Most important FX news to keep an eye on

When you trade the forex market, you have to know about critical FX news from all around the world. The world is huge, though, so you’re going to need to narrow down your search to these 5 FX news events:

Central bank announcements

Every country’s central bank is responsible for setting the most important fiscal policies that affect the value of their country’s currency. As forex traders, such information is critical as it helps us determine the possible strength of a certain currency in the future. For this reason, announcements from any central bank are closely monitored for any changes in fiscal policies. Besides any direct changes, clues of possible future changes are also noted either as dovish or hawkish, also to help in predicting long-term strength.

Even though announcements by any central bank are important, there are certain countries’ central bank officials who cause a bigger impact on the markets. These include statements from the FED (Federal Reserve), BoE (Bank of England), ECB (European Central Bank), BoJ (Bank of Japan), RBA (Reserve Bank of Australia), and other emerging economies like the (PBoC) People’s Bank of China and the RBI (Reserve Bank of India).
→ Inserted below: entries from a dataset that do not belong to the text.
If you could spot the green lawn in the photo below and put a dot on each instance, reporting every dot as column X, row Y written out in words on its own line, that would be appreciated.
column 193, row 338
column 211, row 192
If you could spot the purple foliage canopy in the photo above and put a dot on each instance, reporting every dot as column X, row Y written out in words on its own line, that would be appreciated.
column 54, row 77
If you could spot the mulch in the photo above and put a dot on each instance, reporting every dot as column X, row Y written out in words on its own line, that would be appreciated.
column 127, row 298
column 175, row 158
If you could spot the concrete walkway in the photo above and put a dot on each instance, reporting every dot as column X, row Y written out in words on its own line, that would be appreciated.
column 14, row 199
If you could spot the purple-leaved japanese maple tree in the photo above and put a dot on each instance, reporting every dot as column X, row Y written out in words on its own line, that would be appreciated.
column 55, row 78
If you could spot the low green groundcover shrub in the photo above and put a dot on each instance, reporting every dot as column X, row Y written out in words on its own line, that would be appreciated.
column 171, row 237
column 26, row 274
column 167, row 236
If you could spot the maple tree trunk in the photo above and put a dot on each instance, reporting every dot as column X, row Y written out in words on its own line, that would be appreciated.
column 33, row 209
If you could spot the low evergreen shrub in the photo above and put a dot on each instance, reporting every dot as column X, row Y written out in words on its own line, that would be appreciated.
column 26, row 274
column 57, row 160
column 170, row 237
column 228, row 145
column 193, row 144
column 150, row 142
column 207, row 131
Since these are the world’s major economies, central bank announcements from them have a major impact. Nevertheless, there are plenty of currency pair crosses, and you should check for the central bank announcement of the currency you are interested in. most central banks make their announcements about 10 times a year.

Political news

Even though politics ought to be separate from the economy, they are usually entwined. That is why the central bank is kept as a separate institution from the government. Nevertheless, political decisions will always affect the economy in one way or another, which is why news about political events is crucial in Forex trading. For example, the Brexit vote last year and the US general elections both had a huge impact on their countries’ currencies.

Besides the big stuff like elections, even minor adjustments also play a part. Take, for example, South Africa’s rand reaction to the sacking of then finance minister Pravin Gordhan. Therefore, always stay updated with the political shifts in every country whose currency you’re considering trading.

Bond performance data

Governments issue bonds in order to increase government spending, and thereby, cash flow within their borders. These bonds have an annual payout indicated by a percentage figure, and the buyers earn from this. Once a person owns a bond, they can subsequently float it on the open market where other buyers can buy them as well. When investors are confident in a country’s economic performance, they are willing to pay more for them on the open market, and their performance rises.

Therefore, when a country’s bond performance increases, it shows increased trust in that country’s economy and, subsequently, its currency. So, by observing the performance of a country’s bonds, you can tell how major investors are feeling about that country’s currency, and trade according to this perception. Bond performance figures are announced by the central bank, although separate from the interest rate decisions.

Economic performance indices

This is the data conducted by surveyors on the ground to keep track of various aspects of the economy. For example, the CPI (consumer price index) is done by analyzing the price of common household goods and services to measure inflation. Other reports will measure the performance of the housing and industrial industries to determine how businesses are performing. There are a multitude of other such data announced in the FX news calendar, and all of them are important for a trader as they help guide you on the performance of a certain currency.

Natural disasters and the stock market

Natural disasters can cripple a country’s economy, if they are serious enough, but even smaller disasters can make a dent. Any such news is important when you’re trading the forex market. Stock market moves are also important because they reflect the attitude of investors on a country’s economy. When stock markets underperform, especially the stock indices, chances are the currency too is going down.